Apart from its significance to the competition bar, the decision is noteworthy because it includes a thorough discussion of the common law discoverability principle.  Common law discoverability became mostly academic in Ontario when the legislature codified it into sections 4 and 5 of the Limitations Act, but it remains relevant in certain circumstances.  I’m involved in a proceeding (ever more like Jarndyce and Jarndyce) that is subject to the previous limitations scheme and common law discoverability.

This is the Court’s discussion of discoverability:

[32]      The discoverability principle is a common law rule providing that “a cause of action arises for purposes of a limitation period when the material facts on which it is based have been discovered or ought to have been discovered by the plaintiff by the exercise of reasonable diligence”: Central Trust Co. v. Rafuse, 1986 CanLII 29 (SCC), [1986] 2 S.C.R. 147, at p. 224; see also Graeme Mew, Debra Rolph & Daniel Zacks, The Law of Limitations, 3rd ed. (Toronto: LexisNexis Canada Inc., 2016), at p. 75.

[33]      Discoverability is also an interpretive rule relevant to the construction of limitation statutes: Ryan v. Moore, 2005 SCC 38 (CanLII), [2005] 2 S.C.R. 53, at para. 23. As explained below, it provides certain presumptions for courts interpreting statutory limitation periods.

[34]      The approach for determining whether a particular statutory limitation period is subject to the discoverability principle was discussed by Twaddle J.A. in Fehr v. Jacob (1993), 1993 CanLII 4407 (MB CA), 14 C.C.L.T. (2d) 200 (Man. C.A.), at p. 206:

[T]he judge-made discoverability rule is nothing more than a rule of construction. Whenever a statute requires an action to be commenced within a specified time from the happening of a specific event, the statutory language must be construed. When time runs from “the accrual of the cause of action” or from some other event which can be construed as occurring only when the injured party has knowledge of the injury sustained, the judge-made discoverability rule applies. But, when time runs from an event which clearly occurs without regard to the injured party’s knowledge, the judge-made discoverability rule may not extend the period the legislature has prescribed.

The Supreme Court of Canada has endorsed this passage in Peixeiro v. Haberman, 1997 CanLII 325 (SCC), [1997] 3 S.C.R. 549, at para. 37, and in Ryan, at para. 23.

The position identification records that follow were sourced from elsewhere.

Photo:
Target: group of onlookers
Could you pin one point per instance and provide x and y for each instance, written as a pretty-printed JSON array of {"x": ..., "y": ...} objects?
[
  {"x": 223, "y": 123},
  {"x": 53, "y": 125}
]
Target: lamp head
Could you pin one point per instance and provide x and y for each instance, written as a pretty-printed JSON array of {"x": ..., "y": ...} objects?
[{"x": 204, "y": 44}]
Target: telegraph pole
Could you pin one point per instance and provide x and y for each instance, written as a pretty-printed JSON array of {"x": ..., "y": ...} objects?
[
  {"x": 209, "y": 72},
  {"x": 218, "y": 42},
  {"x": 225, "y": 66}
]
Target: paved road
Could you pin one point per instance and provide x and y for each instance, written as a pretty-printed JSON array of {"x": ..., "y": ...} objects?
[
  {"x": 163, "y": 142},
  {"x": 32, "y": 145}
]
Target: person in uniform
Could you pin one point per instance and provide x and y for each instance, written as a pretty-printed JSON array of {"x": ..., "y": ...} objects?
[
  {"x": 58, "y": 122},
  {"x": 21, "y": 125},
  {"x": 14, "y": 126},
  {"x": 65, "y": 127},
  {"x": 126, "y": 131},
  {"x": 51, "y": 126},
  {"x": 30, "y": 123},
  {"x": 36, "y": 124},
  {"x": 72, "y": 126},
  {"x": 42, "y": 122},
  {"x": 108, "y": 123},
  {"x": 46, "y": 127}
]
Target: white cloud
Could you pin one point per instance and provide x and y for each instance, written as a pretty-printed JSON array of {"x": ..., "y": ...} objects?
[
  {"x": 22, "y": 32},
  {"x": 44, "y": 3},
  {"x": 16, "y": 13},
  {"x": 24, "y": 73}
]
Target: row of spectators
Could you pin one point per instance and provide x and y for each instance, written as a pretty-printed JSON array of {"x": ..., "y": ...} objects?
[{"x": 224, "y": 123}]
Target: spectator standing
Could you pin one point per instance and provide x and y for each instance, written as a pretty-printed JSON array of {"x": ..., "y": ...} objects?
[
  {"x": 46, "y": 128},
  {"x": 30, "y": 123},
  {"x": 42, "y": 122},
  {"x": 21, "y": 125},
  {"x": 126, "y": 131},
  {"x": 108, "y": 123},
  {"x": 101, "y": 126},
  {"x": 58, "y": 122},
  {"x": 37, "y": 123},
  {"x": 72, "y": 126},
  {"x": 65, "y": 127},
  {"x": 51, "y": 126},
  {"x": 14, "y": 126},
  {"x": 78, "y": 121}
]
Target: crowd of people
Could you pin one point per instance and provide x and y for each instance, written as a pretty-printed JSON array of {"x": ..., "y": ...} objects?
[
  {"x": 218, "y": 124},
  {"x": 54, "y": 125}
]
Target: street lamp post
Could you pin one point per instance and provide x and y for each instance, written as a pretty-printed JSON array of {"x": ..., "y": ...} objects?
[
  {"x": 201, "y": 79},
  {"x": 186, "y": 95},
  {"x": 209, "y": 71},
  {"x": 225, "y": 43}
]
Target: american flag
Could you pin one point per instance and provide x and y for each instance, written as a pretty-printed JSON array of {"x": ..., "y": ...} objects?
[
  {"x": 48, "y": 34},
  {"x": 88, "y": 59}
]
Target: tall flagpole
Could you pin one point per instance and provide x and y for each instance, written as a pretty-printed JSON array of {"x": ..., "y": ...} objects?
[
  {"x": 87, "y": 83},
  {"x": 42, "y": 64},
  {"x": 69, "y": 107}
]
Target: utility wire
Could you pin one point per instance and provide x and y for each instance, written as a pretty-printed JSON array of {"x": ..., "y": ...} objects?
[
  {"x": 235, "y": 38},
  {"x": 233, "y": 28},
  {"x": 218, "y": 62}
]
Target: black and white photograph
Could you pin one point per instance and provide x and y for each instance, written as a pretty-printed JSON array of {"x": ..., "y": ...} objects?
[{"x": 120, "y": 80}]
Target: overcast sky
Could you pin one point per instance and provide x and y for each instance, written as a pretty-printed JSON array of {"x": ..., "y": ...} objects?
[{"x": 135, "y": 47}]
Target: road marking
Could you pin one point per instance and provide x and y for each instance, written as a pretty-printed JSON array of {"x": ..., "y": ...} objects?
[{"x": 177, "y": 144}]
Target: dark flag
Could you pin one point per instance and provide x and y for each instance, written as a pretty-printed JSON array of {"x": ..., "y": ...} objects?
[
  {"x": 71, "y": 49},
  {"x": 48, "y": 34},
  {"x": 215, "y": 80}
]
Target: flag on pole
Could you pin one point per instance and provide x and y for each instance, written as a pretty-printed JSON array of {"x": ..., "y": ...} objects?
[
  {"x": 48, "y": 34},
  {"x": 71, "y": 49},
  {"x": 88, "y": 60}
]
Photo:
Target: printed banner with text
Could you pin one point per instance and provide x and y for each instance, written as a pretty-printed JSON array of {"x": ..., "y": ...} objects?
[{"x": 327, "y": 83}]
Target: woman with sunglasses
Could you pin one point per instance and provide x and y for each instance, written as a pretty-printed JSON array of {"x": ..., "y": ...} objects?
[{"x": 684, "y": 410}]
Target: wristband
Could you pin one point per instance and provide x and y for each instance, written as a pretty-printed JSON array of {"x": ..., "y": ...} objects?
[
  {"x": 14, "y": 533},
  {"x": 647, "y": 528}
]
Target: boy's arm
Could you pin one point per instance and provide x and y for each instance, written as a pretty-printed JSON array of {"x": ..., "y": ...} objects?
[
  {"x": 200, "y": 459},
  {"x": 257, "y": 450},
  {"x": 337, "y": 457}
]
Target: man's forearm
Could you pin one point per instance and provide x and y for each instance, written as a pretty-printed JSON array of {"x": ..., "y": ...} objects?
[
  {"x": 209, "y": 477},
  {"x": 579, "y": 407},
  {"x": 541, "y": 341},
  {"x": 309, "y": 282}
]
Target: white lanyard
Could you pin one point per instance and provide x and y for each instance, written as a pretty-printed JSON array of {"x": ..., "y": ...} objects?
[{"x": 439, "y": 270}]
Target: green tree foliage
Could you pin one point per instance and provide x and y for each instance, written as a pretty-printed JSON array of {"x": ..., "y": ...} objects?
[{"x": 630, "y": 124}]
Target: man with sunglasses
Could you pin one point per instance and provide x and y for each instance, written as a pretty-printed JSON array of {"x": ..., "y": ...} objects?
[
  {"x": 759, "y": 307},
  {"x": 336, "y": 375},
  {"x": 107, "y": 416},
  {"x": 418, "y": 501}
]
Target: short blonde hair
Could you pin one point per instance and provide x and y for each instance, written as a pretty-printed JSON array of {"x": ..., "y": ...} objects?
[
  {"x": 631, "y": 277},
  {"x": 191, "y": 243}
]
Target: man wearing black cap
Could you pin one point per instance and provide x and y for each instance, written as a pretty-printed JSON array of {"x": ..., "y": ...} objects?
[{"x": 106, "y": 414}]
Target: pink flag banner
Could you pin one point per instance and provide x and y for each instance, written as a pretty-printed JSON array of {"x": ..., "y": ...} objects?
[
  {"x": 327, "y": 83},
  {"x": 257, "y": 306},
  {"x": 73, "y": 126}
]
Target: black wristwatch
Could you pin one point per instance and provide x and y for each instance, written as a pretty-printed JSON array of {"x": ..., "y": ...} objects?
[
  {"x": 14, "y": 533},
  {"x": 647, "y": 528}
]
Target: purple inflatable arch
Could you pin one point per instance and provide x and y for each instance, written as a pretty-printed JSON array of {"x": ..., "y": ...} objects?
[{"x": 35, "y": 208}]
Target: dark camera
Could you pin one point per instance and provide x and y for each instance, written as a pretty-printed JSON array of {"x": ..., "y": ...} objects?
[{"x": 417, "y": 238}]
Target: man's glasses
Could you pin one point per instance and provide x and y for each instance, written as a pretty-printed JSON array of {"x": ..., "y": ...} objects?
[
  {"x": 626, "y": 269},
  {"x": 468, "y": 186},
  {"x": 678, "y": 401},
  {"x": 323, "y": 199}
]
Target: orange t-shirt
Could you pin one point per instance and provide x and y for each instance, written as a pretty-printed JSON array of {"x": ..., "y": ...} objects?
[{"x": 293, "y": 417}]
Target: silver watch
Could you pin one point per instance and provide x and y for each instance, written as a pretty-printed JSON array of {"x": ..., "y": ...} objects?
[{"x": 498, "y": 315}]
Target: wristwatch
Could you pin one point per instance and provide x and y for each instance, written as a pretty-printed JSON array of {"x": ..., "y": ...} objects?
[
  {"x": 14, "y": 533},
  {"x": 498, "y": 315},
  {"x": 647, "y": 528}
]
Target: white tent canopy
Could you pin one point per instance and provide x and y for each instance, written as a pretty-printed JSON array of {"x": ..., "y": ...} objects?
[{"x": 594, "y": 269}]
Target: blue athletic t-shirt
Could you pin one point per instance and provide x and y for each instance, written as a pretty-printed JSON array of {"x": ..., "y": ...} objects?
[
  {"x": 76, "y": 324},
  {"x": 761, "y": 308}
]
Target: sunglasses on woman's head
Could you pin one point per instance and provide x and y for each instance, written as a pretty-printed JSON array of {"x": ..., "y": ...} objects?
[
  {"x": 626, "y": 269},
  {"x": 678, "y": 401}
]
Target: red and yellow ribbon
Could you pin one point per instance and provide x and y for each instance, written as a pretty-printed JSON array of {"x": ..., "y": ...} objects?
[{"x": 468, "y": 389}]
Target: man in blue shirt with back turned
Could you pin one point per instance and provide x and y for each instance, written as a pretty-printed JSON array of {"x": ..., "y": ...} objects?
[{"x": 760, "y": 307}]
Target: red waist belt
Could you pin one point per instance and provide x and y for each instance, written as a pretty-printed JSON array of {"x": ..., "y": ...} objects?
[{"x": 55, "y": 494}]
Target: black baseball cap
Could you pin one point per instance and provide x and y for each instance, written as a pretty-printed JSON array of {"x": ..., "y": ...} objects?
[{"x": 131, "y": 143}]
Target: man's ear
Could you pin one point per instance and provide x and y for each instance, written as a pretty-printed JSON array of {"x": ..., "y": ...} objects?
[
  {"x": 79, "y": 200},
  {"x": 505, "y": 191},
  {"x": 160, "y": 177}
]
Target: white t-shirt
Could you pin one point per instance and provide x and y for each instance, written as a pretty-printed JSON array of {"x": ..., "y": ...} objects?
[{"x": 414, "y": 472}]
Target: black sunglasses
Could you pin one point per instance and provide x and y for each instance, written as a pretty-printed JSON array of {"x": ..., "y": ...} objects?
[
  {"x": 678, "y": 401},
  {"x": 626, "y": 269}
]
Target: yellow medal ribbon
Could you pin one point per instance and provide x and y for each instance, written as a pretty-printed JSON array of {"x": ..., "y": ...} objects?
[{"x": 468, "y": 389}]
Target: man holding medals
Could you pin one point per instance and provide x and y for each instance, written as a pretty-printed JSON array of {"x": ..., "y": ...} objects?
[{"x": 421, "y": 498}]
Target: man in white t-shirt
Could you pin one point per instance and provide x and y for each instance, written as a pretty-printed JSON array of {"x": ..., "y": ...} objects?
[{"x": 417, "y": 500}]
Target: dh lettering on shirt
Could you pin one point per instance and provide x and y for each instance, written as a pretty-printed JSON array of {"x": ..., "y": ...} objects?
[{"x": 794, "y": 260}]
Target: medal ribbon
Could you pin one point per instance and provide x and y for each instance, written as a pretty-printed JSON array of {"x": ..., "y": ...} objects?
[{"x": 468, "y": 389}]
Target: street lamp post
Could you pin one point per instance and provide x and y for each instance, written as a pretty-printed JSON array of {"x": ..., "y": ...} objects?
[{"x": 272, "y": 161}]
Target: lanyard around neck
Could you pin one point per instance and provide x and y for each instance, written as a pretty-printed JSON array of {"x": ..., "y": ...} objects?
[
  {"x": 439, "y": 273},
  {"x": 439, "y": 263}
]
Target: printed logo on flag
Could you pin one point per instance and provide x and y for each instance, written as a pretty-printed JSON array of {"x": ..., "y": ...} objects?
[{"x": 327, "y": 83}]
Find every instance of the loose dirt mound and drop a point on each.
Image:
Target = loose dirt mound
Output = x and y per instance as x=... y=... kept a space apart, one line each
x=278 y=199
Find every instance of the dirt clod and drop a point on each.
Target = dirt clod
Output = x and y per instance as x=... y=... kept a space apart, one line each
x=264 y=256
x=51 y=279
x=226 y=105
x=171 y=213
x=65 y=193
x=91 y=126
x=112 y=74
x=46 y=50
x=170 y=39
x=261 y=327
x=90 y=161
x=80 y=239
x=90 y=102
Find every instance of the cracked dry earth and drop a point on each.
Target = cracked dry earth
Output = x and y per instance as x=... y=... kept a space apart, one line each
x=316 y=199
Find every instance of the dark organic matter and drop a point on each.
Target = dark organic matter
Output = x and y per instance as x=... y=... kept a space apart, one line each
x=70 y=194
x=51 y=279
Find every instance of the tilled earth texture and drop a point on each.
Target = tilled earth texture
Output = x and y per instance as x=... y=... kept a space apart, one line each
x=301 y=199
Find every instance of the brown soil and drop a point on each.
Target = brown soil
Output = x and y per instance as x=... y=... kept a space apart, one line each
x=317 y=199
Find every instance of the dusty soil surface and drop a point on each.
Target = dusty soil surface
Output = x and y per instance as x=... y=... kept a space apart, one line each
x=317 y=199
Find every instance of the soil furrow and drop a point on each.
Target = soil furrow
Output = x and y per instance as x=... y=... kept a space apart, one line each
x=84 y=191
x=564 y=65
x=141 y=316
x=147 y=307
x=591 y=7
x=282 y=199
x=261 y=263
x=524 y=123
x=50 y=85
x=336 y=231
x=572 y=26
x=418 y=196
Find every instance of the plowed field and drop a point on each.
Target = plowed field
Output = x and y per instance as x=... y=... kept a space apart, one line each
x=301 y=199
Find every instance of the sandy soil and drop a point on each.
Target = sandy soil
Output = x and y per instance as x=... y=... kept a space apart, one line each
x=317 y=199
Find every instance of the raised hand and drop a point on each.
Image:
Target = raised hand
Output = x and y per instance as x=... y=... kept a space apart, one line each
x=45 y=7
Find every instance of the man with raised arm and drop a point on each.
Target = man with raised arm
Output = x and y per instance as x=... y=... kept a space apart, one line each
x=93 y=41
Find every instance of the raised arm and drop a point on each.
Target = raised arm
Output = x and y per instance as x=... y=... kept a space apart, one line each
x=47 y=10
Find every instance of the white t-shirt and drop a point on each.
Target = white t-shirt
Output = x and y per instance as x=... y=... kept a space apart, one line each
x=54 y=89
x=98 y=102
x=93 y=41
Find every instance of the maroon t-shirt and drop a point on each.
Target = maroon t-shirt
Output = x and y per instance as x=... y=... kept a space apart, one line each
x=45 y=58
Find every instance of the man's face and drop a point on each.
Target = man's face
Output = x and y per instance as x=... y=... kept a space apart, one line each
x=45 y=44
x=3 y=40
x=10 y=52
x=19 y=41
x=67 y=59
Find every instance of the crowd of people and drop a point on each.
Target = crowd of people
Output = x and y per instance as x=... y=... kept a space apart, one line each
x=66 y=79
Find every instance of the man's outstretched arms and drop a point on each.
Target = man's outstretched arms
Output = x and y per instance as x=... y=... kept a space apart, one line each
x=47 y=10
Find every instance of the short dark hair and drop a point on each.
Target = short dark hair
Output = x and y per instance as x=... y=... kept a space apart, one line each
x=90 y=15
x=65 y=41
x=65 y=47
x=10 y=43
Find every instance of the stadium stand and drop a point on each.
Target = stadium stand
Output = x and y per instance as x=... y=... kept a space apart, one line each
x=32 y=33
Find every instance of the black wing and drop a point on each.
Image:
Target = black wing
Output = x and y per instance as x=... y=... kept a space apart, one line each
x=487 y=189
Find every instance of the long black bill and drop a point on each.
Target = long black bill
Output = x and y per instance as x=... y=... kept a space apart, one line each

[35]      Ryan is the latest statement from the Supreme Court of Canada on this issue. In that decision, at para. 24, Bastarache J. concluded as follows:

Thus, the Court of Appeal of Newfoundland and Labrador is correct in stating that the rule is “generally” applicable where the commencement of the limitation period is related by the legislation to the arising or accrual of the cause of action. The law does not permit resort to the judge-made discoverability rule when the limitation period is explicitly linked by the governing legislation to a fixed event unrelated to the injured party’s knowledge or the basis of the cause of action.

[36]      The applicability of discoverability is a matter of statutory construction. The jurisprudence noted above only provides presumptions and, in Ryan, at para. 23, Bastarache J. cautioned against applying the principle automatically or “systematically without a thorough balancing of competing interests”.